To exercise any of these rights, email privacy@thedadunit.com with the subject line "California Privacy Request". We will verify your identity and respond within 45 days.

Categories of personal information collected (CCPA disclosure)

In the past 12 months we have collected the following categories of personal information, as defined by the CCPA:

  • Identifiers (name, email, IP address, device identifiers)
  • Customer records (account information, billing details)
  • Commercial information (subscription transactions)
  • Internet/network activity (App usage)
  • Biometric/health information (with consent, via HealthKit/Health Connect — see Section 5)
  • Sensory information (photos, voice recordings — only when you provide them)
  • Inferences (training plan recommendations, recovery scores)

We disclose these categories to the service providers listed in Section 6.3, for the purposes described.

12. Other US state privacy rights

Residents of Virginia, Colorado, Connecticut, Utah, Texas, Oregon, Montana, Tennessee, and other states with comparable privacy laws have rights similar to those described in Section 11 — generally the rights to access, correct, delete, opt out of targeted advertising, opt out of the sale of personal data, and opt out of profiling. We do not engage in targeted advertising or sale of personal data, so opt-out has no effect on your account. To exercise other rights, email privacy@thedadunit.com.

13. EEA, UK, and Swiss data subject rights (GDPR)

If you are in the EEA, UK, or Switzerland, you have the following rights under GDPR / UK GDPR:

  • Right of access to a copy of your personal data
  • Right to rectification of inaccurate data
  • Right to erasure ("right to be forgotten")
  • Right to restrict processing
  • Right to data portability
  • Right to object to processing based on legitimate interests
  • Right not to be subject to a decision based solely on automated processing
  • Right to withdraw consent at any time, where processing is based on consent
  • Right to lodge a complaint with your local supervisory authority

To exercise these rights, email privacy@thedadunit.com.
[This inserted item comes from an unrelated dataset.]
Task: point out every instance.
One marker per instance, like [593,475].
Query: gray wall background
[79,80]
We will respond within 30 days.

Our legal bases for processing are described in Section 3. We rely on Standard Contractual Clauses (and the UK International Data Transfer Addendum where applicable) for transfers of personal data from the EEA / UK / Switzerland to the United States.

14. International data transfers

Dad Unit is operated from the United States, and your information is processed in the United States and any country where our service providers operate. By using the Services, you consent to the transfer of your information to the United States, which may have data-protection laws different from your country of residence. Where required by law, we use Standard Contractual Clauses or other lawful transfer mechanisms.

15. Third-party links and content

The Services may contain links to third-party websites, apps, or content. This Policy does not apply to those third parties. We are not responsible for their privacy practices; please review their policies before sharing information with them.

16. Do Not Track

Most web browsers offer a "Do Not Track" (DNT) signal. There is no consensus standard for DNT, and we do not currently respond to DNT signals. We do not engage in cross-context behavioral advertising regardless of DNT setting.

17. Changes to this Policy

We may update this Policy from time to time. When we make material changes, we will notify you by email (if you have an account) and by posting a prominent notice in the App or on the Website at least 7 days before the change takes effect. The "Last Updated" date at the top of this page will always reflect the most recent revision. Continued use of the Services after the effective date constitutes your acceptance of the revised Policy.

18. Contact us

Questions, requests, or complaints? Reach us at:

The Dad Unit
Attn: Privacy
309 Laurelwood Trail
Austin, TX 78746
United States
privacy@thedadunit.com

For EU/UK residents, you may also contact your local data protection authority. For California residents, you may contact the California Privacy Protection Agency.

This Policy is provided in English. If we offer translations, the English version controls in case of discrepancy.